Troppi veicoli senza assicurazione: il MIT prepara la stretta definitiva

Michele Lallai
Pubblicato il 6 luglio 2026, 10:48
Il Ministero delle Infrastrutture e dei Trasporti accelera sul contrasto all'evasione dell'obbligo assicurativo. Secondo i dati presentati nel corso dell'assemblea annuale di ANIA, in Italia risultano censiti circa 47 milioni di veicoli, dei quali quasi 9 milioni sono privi di una copertura RC Auto valida. Il dato comprende autovetture, motocicli, ciclomotori e veicoli pesanti, includendo anche mezzi destinati alla demolizione o non più utilizzati ma ancora presenti negli archivi amministrativi.
Per il settore delle due ruote i numeri sono particolarmente significativi. Su un parco di circa 8 milioni di motocicli, oltre 3 milioni risulterebbero sprovvisti di assicurazione obbligatoria. Ancora più elevata l'incidenza tra i ciclomotori: su circa 3,2 milioni di mezzi censiti, ben 2,3 milioni figurano senza copertura assicurativa. In alcune province, secondo i dati illustrati dal MIT, la percentuale di veicoli irregolari raggiunge livelli estremamente elevati e c'è bisogno di una stretta importante.
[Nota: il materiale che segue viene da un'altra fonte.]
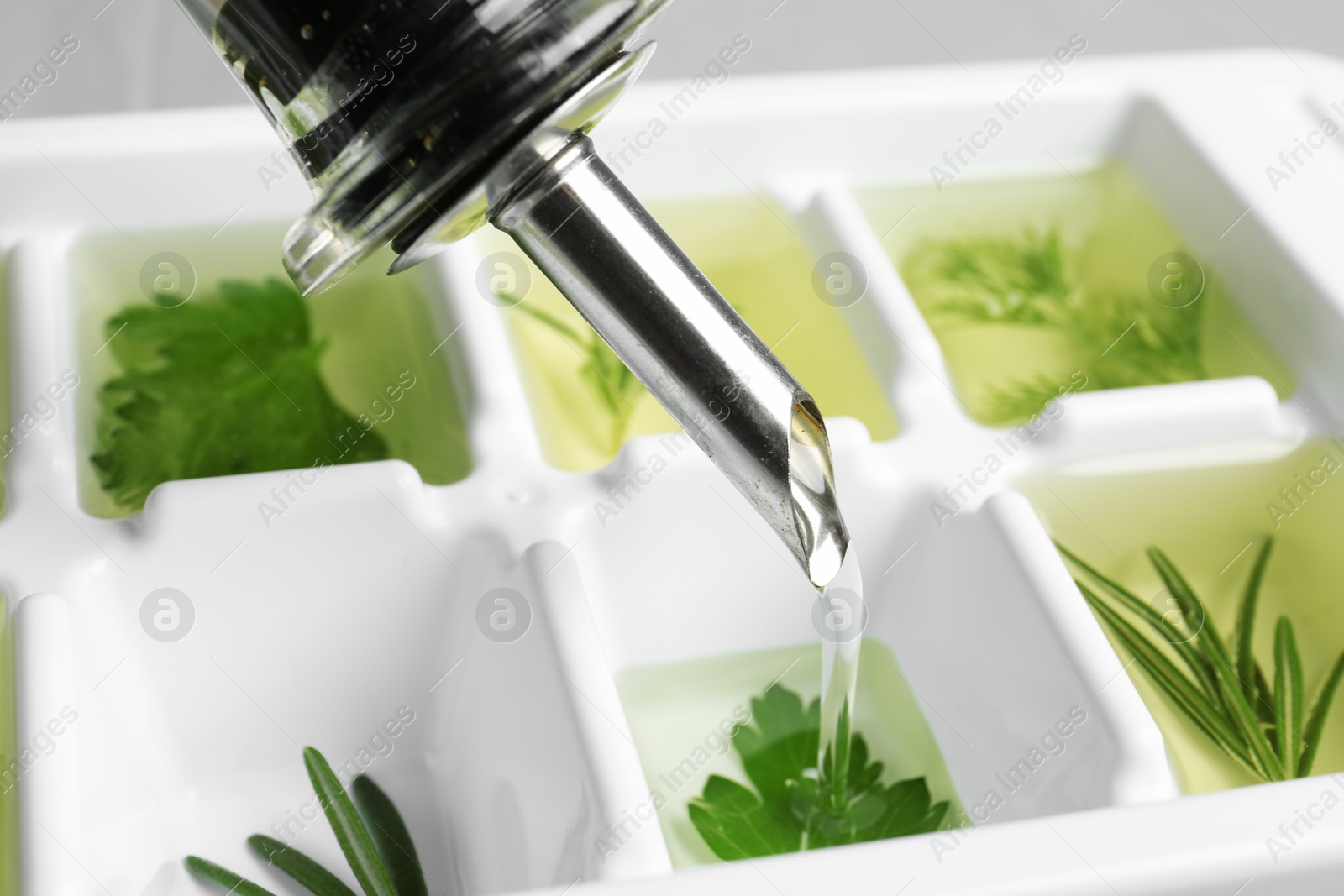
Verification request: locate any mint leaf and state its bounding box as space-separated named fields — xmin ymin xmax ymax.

Un paese diviso, ma serve più controllo
Proprio l'analisi territoriale rappresenta uno degli elementi centrali dell'indagine. La mappa elaborata dal Ministero evidenzia infatti una distribuzione non omogenea del fenomeno, con aree del Paese nelle quali l'evasione dell'obbligo assicurativo assume dimensioni nettamente superiori alla media nazionale. Lo strumento consentirà di concentrare le attività di controllo nelle zone maggiormente interessate dal fenomeno.
Per contrastare questa situazione il MIT sta lavorando su un piano articolato, che punta sia a modifiche normative sia a un impiego più esteso dei sistemi di rilevazione automatica già presenti sul territorio. L'obiettivo è rendere più rapido l'accertamento dei veicoli privi di copertura assicurativa attraverso l'incrocio delle banche dati e l'utilizzo dei dispositivi di lettura delle targhe, uniformando le procedure di controllo a livello nazionale.
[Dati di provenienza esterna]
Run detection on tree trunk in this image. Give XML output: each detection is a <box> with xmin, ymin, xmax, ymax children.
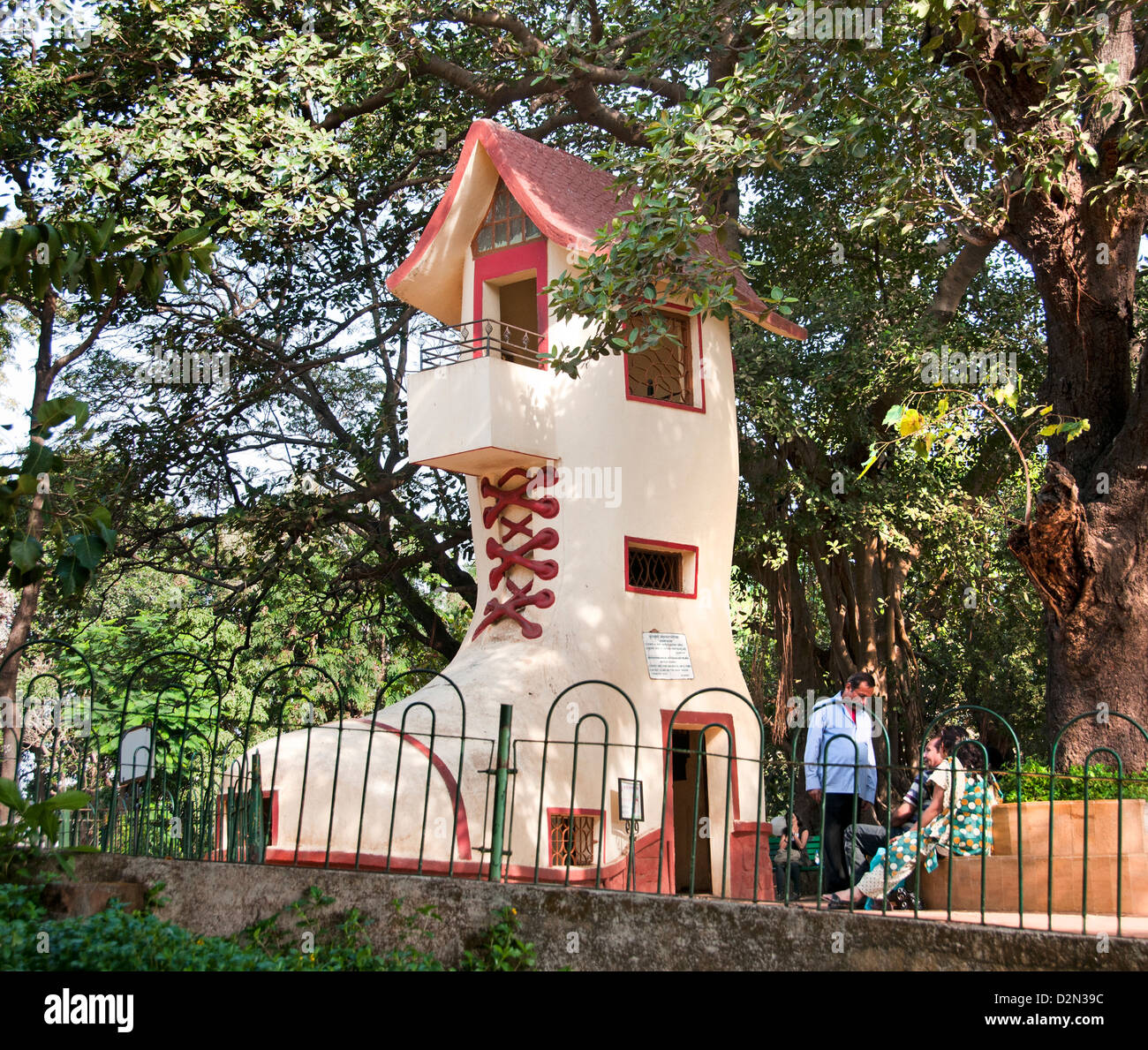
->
<box><xmin>1009</xmin><ymin>198</ymin><xmax>1148</xmax><ymax>770</ymax></box>
<box><xmin>0</xmin><ymin>291</ymin><xmax>57</xmax><ymax>794</ymax></box>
Secondo il Ministero, una maggiore efficacia dei controlli permetterebbe non solo di ridurre l'evasione dell'obbligo assicurativo, ma anche di contenere le distorsioni del mercato, dal momento che i costi generati dai veicoli non assicurati finiscono inevitabilmente per riflettersi sull'intero sistema assicurativo. Per questo motivo il ministro ha annunciato un confronto con ANIA per valutare possibili interventi che possano tradursi, nel medio periodo, anche in un alleggerimento dei premi per gli utenti in regola.
È una cosa positiva o no?
Negli ultimi anni abbiamo assistito a un continuo irrigidimento delle norme. Più autovelox, più tutor, più telecamere, più controlli sulla velocità, sulle emissioni, sulle modifiche tecniche e persino sul rumore degli scarichi. Tutto legittimo, sia chiaro, ma mentre l'automobilista o il motociclista in regola venivano monitorati in ogni momento, milioni di veicoli riuscivano comunque a circolare senza possedere il requisito più elementare previsto dal Codice della Strada.
Le compagnie assicurative devono fare i conti con un sistema più rischioso e questo inevitabilmente si riflette anche sui premi pagati dagli utenti regolari. In altre parole, chi rispetta le regole finisce indirettamente per sostenere anche il costo di chi decide di non farlo. Ben venga quindi un sistema capace di individuare automaticamente i mezzi irregolari, purché venga applicato con precisione, continuità e buon senso.
Se davvero il Ministero riuscirà a mettere in piedi un sistema di controlli automatici efficace, non sarà l'ennesima stretta contro chi usa l'auto o la moto, ma il segnale che lo Stato ha deciso di occuparsi prima di chi ignora completamente le regole, e solo dopo di chi quelle regole le rispetta ogni giorno.